Tüm bu işlemler karşılıklı olarak yapıldıktan sonra, her bir avukat, delillerin tamamının sunulduğunu, tartışmaların bitirildiğini, bundan sonra işin jüri üyelerinin kanaatine kaldığını ifade ederler. Bundan sonrada, hakim jüriye hukuk kurallarının tatbiki ve delillerin değerlendirilmesi hususunda talimat( jury instruction)[111] verir. Jüri kendi içerisinde gerekli tartışmayı yapar ve bir değerlendirme sonucu karar verir(verdict)[112]. Hakim bundan sonra, jüri kararına uygun olarak bir hüküm verir.
Mahkeme değişik sebepler istinaden muhakemeyi yenileme(new trial)[113] yoluna gidebilir. Uygulamada en çok rastlanan, hükme esas olan delillerin yetersizliği, davacıya verilmesi kararlaştırılan tazminatın fahiş olması veya düşük olması gibi sebeplerdir[114].
D. Mahkeme Sonrası Prosedür
Genellikle mahkemeyi kazanan taraf, masraflarını da karşı tarafa karşılatır. Bu masraflar; dosya masrafları, avukat ücretler, işlem harçları, bilirkişi ücretleri, jüri masrafları ve diğer mahkeme giderleridir[115].
Mahkeme davaya ilişkin olarak, hüküm verdikten sonra, taraflar mahkemenin vermiş olduğu karara uygun hareket etmek durumundadırlar. Eğer etmezlerse, o takdirde icra işlemleri(execution) devreye girer. İcra işlemleri, mahkeme kararına istinaden, icra ile yetkili kişilerce(the sheriff)[116] çıkarılacak icra emri(writ of execution)[117]ile mahkeme kararının yerine getirilmesi sağlanır. Örnek olarak, mahkeme kararı bir borcun ifasına yönelik ise, borçlunun malvarlığına el konularak satılmasını, eğer bir şeyin teslimine ilişkin ise, mala el konularak ilgiliye teslimini sağlar.

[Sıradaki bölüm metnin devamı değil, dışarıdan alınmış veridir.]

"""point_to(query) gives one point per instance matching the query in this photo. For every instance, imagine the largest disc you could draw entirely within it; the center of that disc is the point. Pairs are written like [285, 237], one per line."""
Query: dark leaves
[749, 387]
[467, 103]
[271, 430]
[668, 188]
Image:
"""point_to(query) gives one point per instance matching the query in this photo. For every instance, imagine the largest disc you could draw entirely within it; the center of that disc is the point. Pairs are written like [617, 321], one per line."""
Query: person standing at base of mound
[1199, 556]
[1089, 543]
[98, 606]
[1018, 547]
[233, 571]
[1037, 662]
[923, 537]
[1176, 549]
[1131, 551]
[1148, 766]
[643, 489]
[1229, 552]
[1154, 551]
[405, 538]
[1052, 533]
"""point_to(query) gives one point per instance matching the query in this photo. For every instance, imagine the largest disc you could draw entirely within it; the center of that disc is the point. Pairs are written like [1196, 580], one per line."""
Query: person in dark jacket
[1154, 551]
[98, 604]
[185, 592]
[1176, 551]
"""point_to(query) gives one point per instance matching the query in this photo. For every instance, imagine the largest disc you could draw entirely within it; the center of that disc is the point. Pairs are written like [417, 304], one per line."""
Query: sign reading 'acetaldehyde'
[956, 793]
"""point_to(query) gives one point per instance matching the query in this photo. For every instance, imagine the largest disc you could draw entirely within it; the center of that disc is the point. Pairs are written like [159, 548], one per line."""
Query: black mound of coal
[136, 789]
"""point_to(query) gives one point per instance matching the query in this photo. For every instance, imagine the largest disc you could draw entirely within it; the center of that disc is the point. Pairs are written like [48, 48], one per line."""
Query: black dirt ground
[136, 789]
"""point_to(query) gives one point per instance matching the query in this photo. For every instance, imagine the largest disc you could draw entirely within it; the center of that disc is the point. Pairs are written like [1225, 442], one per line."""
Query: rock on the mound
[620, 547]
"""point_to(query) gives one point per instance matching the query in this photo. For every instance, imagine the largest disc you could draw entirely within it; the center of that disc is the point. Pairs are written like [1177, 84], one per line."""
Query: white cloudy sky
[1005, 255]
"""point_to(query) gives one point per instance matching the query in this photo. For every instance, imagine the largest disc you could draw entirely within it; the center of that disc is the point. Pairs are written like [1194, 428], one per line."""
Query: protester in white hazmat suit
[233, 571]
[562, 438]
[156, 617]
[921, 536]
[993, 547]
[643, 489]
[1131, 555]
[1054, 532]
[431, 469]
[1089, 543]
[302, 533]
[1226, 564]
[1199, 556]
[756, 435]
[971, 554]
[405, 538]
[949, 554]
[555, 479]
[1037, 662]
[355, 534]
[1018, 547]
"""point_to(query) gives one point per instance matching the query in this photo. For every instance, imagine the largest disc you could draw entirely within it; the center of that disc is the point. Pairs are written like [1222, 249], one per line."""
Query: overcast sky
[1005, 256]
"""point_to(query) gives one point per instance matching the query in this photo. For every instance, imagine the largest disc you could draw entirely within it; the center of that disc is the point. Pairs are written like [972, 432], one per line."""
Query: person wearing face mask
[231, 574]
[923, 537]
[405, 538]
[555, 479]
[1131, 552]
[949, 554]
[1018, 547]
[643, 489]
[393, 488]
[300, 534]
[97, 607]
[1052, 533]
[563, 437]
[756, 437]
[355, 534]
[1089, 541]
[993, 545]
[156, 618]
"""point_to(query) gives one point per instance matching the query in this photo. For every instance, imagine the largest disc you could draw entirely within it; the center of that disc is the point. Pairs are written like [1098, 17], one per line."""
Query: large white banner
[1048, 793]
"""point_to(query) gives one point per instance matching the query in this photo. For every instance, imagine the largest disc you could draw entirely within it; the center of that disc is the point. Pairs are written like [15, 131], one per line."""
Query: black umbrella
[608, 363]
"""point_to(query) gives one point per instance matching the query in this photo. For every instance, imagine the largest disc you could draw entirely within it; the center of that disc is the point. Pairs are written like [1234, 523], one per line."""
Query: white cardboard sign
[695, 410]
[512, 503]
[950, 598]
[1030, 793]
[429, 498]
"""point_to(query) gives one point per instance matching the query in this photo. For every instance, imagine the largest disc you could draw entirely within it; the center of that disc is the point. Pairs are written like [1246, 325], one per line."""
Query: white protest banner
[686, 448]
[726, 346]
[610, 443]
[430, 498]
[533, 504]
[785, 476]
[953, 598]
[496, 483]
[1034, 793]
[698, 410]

3. Alternatif Çözüm Yolları
A. Tahkim(Arbitration)
Tahkim(arbitration)[118] taraflar arasındaki uyuşmazlığın, münakaşaya taraf olmayan ilgisiz kişilerin seçilmesiyle oluşan bir yada daha fazla kişi(hakem) tarafından çözülmesidir[119]. Tahkim işlemi, ilk olarak ticari uyuşmazlıkların çözümünde uygulandı[120]. Tarafların uyuşmazlığı çözmek için tahkim yoluna başvurmaları, uzun mahkeme prosedüründen ve masraflarından kaçınmak, hızla sonuca ulaşmak isteğinden kaynaklanmıştır[121]. Bu hususa ilişkin olarak yapılan düzenleme(A Uniform Arbitration Act), çok sayıda eyalet tarafından kabul edildi[122]. Bu düzenlemeye göre, taraflar yapacakları bir sözleşme ile, aralarında çıkabilecek uyuşmazlıkları tahkim yolu ile çözümlenebileceğini kararlaştırabilirler[123]. Taraflar aynı sözleşmede hakemlerin isimlerini de kararlaştırabilirler[124]. The Uniform Arbitration Act’e göre tüm bu hususların yazılı şekilde yapılması zorunludur[125].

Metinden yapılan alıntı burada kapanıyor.